Which FPGA Development Board?The big question is which FPGA Development board will be most fit for the purpose of a complete C64 System?
Probably the most important feature for this is having some kind of video output for the graphics.
One FPGA development board that fits this need is the Basys 3 board from Digilent, which features a VGA port:
I had a lot of fun with this board until I read more on how LCD VGA monitors work. I ended up with the question on how to interface a PAL/NTSC signal with a LCD monitor with an odd resolution of 1366x768 and maintaining the aspect ratio. Not an easy question to answer, at least not with some kind of framebuffering.
The only resource the Basys 3 have available for framebuffering is on FPGA Block-RAM, which will give you a couple of screen line buffering. Then you would also need to reserve some Block RAM space for 64KB of C64 RAM, and the three ROMS of the C64 system.
This all adds up to a very tight Block RAM budget, and this board doesn't provide us with the luxury of a couple of Megs of SDRAM.
I needed a board that would give me some more breathing space.
After some more research, I found the ZYBO board, also from Diligent:
This board features an FPGA with similar capabilities as the Basys 3, and a 512MB of onboard SDRAM.

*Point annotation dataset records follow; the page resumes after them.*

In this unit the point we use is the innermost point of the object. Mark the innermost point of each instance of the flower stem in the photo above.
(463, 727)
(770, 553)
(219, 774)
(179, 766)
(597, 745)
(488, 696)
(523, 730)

The added SDRAM will surely provide some helping should we be running out of Block RAM resources.
The ZYBO board will be indeed be the board I will be using through this BLOG series.
More on the ZYBO boardThe most interesting part of the ZYBO board is the FPGA chip itself.

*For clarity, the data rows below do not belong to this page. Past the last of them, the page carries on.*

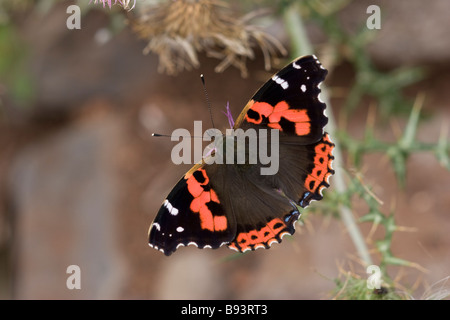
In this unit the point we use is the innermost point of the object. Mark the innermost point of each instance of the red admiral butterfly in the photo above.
(234, 204)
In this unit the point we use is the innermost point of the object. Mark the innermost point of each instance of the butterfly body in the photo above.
(235, 203)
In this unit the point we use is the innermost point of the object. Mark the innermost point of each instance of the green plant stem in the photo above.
(301, 46)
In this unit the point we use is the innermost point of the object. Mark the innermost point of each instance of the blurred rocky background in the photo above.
(81, 178)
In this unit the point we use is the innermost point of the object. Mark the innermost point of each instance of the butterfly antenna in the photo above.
(207, 99)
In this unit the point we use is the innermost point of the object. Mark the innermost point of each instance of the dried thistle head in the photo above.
(178, 30)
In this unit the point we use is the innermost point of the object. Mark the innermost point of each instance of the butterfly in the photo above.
(234, 204)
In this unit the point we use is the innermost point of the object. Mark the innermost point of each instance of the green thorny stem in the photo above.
(301, 46)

The FPGA chip is a ZYNQ. This is basically a dual ARM Cortex core, together with the FPGA as shown in the following block diagram from the Diligent website:
The FPGA part is represented via the yellow block at the bottom.

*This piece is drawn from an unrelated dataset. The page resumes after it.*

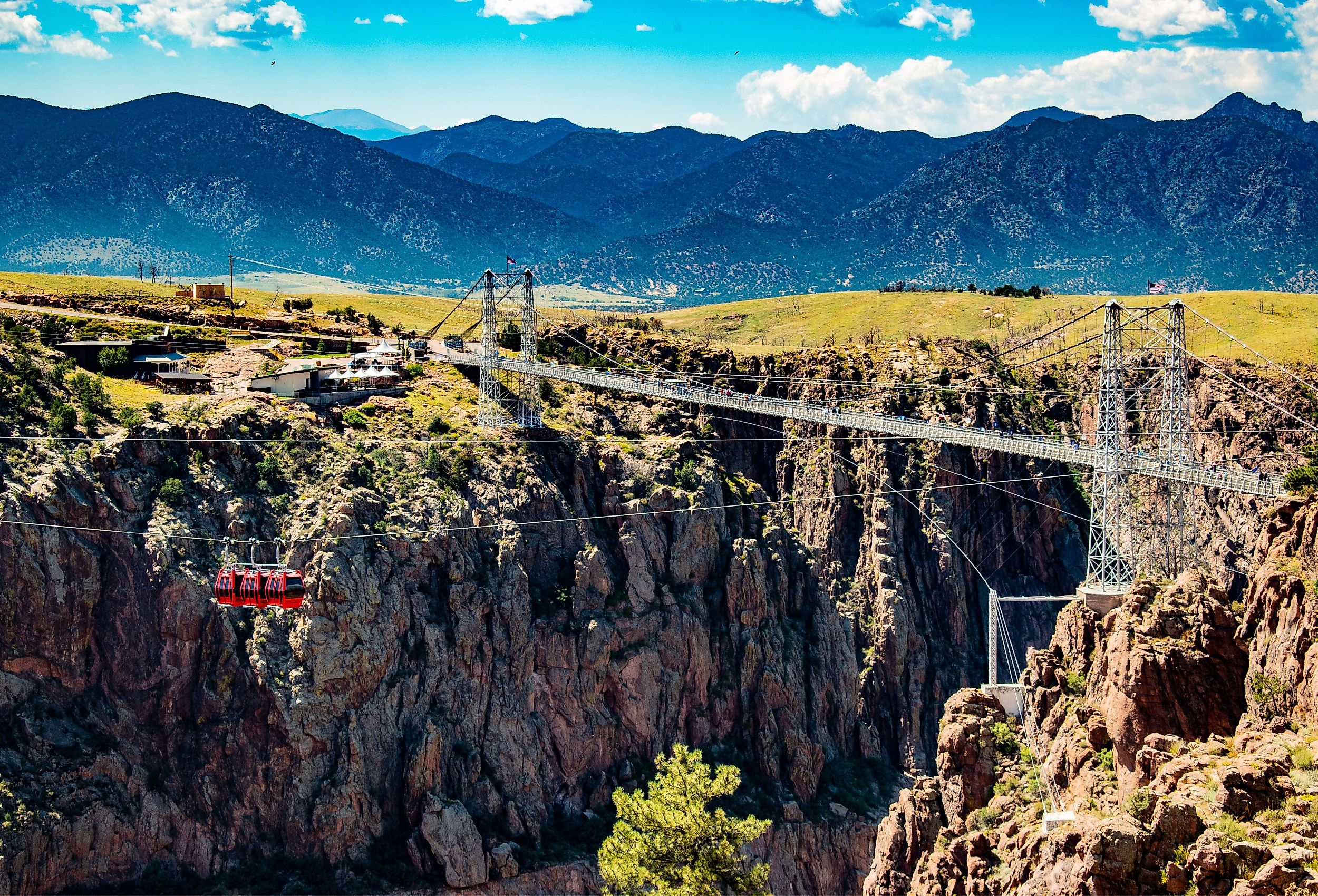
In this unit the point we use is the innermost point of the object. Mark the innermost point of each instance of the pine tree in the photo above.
(667, 842)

As you can see from the diagram, the FPGA also have access to the diagram via AXI ports, which is a protocol defined ARM Holdings.
When you write a program to run on the ARM Cortex processor, you also have access to design in the FPGA fabric via memory mapped registers. I will discuss this in more detail in a future post.
The fact that you the ARM core can "see" your FPGA design, means that you can also harness the ARM core to assist in debugging your FPGA core. This makes live a bit simpler by not having you to add extra debugging cores in FPGA design.
ApproachThis Blog series I will also approach in an incremental fashion. Starting with something simple and gradually evolving it.
I will be building on the 6502 core written by Arlet Ottens, available on Github.
Arlet Ottens have done some excellent work on writing a 6502 core that can run on an FPGA having Block RAMS.
Block RAMS work a bit different than the RAM you used to get in a C64. In C64 when you asserted the Read line and address on the memory bus, there was a small time period when the data on the databus was in a uncertain state.
Granted that this uncertain period was a disadvantage, on the other hand if you keep your clock period longer than this uncertain period, it can actually simplify your CPU design! I mean, if you a assert your lines now, you can have your data in the next clock transition!
With Block RAM however, you need to wait an extra full clock cycle for your data, from asserting the lines on the bus before you get your data.
This extra cycle in between causes that you cannot use a direct 6502 implementation as is.
Arlet had to jump through a couple of hoops to get a 6502 implementation working with Block RAMS.
Another 6502 project I will be leveraging from, is the 6502 Test Suite developed by Klaus Dormann to verify that my FPGA implementation is sound.
The Test Suite developed by Klaus Dormann is very comprehensive. Should a 6502 device or emulator pass all the tests, you are almost guaranteed that you have a sound 6502 implementation.
So in short. In the next post I will be running Arlet Ottens's core in simulation with the 6502 Test Suite developed by Klaus Dormann.
Once convinced that Klaus Dormann's 6502 Test Suite ran successfully, I will be adding parts to the FPGA on the way to a full C64 implementation.
In SummaryThis post was an introduction to my new series of Blog posts regarding the creation of a Complete C64 system on an FPGA.
The FPGA board I will be using throughout the series will be a ZYBO from Digilent.